Stocks lost ground on Monday, with each of the major indexes falling for a fourth straight session, as investors were hesitant to make new bets ahead of an expected shift in Federal Reserve policy that could lead to higher interest rates.
The Nasdaq was positive for most of the session, spurred by gains in technology shares, such as Apple and Google, before selling pressure in the last hour of trading turned the index negative. At the close of trading, Apple shares had gained 1.1 percent to $507.74 while Google advanced 1 percent to $865.65.
The Nasdaq composite ended the day down 0.4 percent. The Standard Poor’s 500-stock index closed down 0.6 percent and the Dow was down 0.5 percent.
The Fed’s policy of buying large amounts of bonds in an attempt to keep interest rates low has been credited with fueling the stock market’s solid gains in 2013. But many analysts expect that to change at the Fed’s September policy meeting.
With little expected this week in the way of economic indicators, market participants are focused on the minutes from the July Fed meeting, due to be released on Wednesday, for possible insights into policy makers’ thinking.
“The market is just sitting on its hands right now until Wednesday with the Fed,” said Terry Morris, senior equity manager for National Penn Investors Trust Company in Reading, Pennsylvania. “The market has made a big run year-to-date and now investors have to consider the possibility of rising interest rates that could be for real, because the economy is growing for real, as opposed to all the stimulus and there is the possibility of the stimulus tapering.”

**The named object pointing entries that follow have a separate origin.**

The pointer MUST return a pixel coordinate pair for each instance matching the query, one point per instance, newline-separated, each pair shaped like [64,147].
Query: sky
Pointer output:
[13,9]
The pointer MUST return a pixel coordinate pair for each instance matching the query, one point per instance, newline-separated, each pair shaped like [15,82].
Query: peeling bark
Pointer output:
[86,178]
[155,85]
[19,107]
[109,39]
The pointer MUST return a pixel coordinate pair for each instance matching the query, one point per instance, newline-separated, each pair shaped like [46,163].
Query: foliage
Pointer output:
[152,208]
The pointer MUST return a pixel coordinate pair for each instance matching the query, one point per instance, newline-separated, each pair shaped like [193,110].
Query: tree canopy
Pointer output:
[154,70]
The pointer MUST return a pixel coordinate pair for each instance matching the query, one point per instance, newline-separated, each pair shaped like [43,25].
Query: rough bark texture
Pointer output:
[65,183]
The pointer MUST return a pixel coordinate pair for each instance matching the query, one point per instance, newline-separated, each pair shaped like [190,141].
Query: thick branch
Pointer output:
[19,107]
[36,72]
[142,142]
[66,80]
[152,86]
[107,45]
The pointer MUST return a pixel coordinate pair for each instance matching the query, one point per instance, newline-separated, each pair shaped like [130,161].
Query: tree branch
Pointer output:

Growing concerns about a pullback in the program contributed to the Dow’s largest weekly drop in more than a year last week. In the bond market, the United States benchmark 10-year note yield rose to a two-year high.
Trading volume has been light in recent sessions because of uncertainty over the Fed and few catalysts for investors, who have kept to the sidelines in most sessions.
European shares have outperformed over the last two months as the euro zone has pulled out of a recession, but on Monday indexes struggled. London’s FTSE ended the day down 0.5 percent, the DAX in Frankfurt fell 0.3 percent and CAC 40 in Paris closed 1 percent lower.
Rising debt yields in major economies make it harder for developing nations to finance growing current account deficits, and so emerging markets have taken a spill.
The Indian rupee slid as far as 62.73 to the dollar on Monday, emphatically breaching the previous low of 62.03. India’s central bank has tried to restrict how much Indian residents and companies can send offshore, but that only raised fears of outright capital controls that would further undermine the confidence of foreign investors.
Other Asian markets were mixed. The Nikkei in Japan ended the day up 0.8 percent, while Hong Kong’s Hang Seng was 0.24 percent lower.
With little expected this week in the way of economic indicators, market participants are focused on the minutes of the latest Fed meeting, expected on Wednesday.
A federal bribery investigation into whether JPMorgan Chase hired the children of prominent Chinese officials to help it win business is the latest in a series of legal and regulatory headaches for Jamie Dimon, the bank’s chief executive. JPMorgan shares closed down 2.7 percent.